We opened this weekend to a full house - hallelujah! What a gratifying night. It felt surreal, and not in the way that most opening nights do. At least in my world, opening night is a mad dash to the finish line (or maybe just with certain shows), and opening night is such a relief that it's like that final stretch of a long run and then the gasping, exhilarating rush of endorphins afterward. I compare it to sports, but there's really nothing like it because it's all that - spiritually. And there's nothing like a spiritual endorphin rush. Some people get it from running.

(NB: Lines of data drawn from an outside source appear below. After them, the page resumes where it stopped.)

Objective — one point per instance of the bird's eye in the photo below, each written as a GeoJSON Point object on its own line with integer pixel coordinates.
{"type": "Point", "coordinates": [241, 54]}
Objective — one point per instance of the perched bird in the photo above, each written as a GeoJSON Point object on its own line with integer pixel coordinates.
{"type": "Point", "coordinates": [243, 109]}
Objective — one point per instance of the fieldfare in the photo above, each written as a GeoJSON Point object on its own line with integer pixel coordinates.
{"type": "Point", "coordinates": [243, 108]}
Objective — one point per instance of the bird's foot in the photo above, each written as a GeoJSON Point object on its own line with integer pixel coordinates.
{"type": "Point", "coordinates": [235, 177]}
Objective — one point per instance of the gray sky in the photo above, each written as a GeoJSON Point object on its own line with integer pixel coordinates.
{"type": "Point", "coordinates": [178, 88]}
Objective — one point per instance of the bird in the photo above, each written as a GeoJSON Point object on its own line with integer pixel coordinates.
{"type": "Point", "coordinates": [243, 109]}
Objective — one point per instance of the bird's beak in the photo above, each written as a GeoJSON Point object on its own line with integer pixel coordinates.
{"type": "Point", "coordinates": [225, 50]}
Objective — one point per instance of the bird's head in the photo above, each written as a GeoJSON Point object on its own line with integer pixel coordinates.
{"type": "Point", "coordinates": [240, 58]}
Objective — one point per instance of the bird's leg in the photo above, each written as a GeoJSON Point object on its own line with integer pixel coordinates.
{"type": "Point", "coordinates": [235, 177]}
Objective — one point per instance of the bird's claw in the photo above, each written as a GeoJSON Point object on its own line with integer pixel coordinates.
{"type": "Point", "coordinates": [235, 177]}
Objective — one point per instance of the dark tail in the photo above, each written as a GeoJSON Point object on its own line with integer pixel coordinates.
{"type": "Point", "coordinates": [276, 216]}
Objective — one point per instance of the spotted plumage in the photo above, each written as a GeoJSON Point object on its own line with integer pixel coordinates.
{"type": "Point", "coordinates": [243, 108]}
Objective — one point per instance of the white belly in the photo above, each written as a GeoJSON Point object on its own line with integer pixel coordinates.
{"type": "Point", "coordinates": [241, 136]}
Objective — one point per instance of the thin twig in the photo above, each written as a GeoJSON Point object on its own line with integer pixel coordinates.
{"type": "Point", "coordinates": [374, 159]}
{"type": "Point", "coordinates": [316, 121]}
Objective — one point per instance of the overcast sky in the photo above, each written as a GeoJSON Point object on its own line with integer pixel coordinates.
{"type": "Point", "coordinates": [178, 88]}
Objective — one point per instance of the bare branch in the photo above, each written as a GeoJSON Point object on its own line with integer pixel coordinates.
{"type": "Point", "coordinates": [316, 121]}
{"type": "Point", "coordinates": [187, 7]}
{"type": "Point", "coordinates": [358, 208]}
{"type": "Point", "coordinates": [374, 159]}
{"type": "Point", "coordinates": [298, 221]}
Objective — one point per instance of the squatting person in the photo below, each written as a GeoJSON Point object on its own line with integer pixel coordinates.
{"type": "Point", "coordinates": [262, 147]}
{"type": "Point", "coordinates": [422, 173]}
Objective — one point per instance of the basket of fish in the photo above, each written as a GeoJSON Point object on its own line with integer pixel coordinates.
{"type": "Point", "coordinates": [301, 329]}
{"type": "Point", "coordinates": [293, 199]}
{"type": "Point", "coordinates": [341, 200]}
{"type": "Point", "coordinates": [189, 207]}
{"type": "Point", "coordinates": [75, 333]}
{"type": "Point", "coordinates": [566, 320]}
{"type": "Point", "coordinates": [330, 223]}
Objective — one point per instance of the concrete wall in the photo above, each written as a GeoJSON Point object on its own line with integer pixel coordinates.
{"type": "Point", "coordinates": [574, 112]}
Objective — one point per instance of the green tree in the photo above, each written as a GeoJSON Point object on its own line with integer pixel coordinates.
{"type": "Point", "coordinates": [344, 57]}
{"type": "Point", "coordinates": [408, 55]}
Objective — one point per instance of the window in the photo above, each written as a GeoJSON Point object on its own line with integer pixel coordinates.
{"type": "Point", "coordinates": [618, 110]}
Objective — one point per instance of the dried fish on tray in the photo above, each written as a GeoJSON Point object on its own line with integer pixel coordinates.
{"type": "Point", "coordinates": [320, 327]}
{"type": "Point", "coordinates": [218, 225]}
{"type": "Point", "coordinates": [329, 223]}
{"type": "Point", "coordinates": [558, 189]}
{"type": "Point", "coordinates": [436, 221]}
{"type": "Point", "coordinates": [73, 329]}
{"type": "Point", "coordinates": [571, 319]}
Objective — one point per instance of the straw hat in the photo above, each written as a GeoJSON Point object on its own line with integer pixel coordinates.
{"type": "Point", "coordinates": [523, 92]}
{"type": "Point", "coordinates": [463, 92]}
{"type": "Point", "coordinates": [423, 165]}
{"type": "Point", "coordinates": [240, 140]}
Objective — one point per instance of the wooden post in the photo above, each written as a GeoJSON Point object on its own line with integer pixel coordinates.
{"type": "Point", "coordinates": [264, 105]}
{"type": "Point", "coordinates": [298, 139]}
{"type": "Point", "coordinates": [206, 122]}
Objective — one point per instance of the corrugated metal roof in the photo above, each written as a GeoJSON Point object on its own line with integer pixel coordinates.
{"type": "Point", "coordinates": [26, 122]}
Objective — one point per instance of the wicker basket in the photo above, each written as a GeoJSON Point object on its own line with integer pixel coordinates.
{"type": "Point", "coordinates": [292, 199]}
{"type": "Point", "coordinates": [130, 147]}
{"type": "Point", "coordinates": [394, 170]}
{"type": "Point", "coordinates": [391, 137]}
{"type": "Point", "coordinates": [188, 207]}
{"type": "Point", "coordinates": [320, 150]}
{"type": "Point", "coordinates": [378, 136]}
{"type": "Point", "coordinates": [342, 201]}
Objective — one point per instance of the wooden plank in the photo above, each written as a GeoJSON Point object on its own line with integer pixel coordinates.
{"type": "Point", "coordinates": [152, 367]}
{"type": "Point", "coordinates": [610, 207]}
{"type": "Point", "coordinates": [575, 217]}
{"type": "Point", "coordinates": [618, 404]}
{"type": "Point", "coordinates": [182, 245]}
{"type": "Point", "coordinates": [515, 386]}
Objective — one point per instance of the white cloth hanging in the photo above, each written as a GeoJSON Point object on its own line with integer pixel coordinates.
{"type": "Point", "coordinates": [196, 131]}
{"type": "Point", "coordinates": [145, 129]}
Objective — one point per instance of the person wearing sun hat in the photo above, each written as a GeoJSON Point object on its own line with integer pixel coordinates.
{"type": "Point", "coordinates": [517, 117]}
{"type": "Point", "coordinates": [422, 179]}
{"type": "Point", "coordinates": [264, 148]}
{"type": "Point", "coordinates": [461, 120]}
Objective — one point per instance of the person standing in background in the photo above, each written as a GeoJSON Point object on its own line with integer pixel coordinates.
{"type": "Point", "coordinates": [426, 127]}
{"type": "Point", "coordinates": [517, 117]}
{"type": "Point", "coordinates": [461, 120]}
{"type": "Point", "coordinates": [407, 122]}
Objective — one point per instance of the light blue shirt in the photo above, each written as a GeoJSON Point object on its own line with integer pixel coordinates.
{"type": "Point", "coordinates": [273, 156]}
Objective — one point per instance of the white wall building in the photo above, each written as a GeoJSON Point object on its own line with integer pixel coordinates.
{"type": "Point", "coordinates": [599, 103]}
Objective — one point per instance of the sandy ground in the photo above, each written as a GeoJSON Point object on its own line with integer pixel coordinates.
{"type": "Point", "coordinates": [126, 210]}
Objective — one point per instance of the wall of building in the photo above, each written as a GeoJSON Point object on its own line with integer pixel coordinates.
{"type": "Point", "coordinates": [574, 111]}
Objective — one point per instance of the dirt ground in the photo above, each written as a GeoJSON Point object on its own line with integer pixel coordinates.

Some people get it ...a little at a time. Seeing people come out in costume. Watching the audience go quiet when the lights dim. I get it, a little, when I hear the first big laugh. No - when the lights come up. And those are my friends and family down there (from where I sit, in the booth), no matter how I feel about them on a given day. My team. I get a little rush when I know the audience thinks something is beautiful - or sad. A lot of the times I'm surprised (as I was this Saturday) by laughter. Then I remember the first time I saw it in rehearsal, and I laughed too. After I watched it again and again it grew old (sorry, but it did), whatever the moment was. Then the audience makes it new - like taking a friend around your own town. You see the buildings and the quirky people and majestic scenery all new.
A little rush.
We had a big party after opening and everyone wore red! A swirl of champagne, wine, flashing cameras and the occasional spin on the dance floor. You have to have that in some form on an opening night. I can see how many people in the arts slip toward excess (but that's not what this post is about). Because the rush from the show is pleasurable, but it doesn't take away the nerves and the stress from before. It transforms it into something else - something that needs just as much to be sloughed off and let go of (like any high?)
So we dance and drink and then sleep most of the next sunny morning away. But I walked down the hallway in the hotel room and I realized how many of the rooms in the hotel were ours. I could have knocked on any door and seen a friendly face - my family.
There's a little something special about tour, that feeling of knowing your people, your family are all tucked safe away, and you know where they are - and the next day you're all going to head out and do that beautiful show again.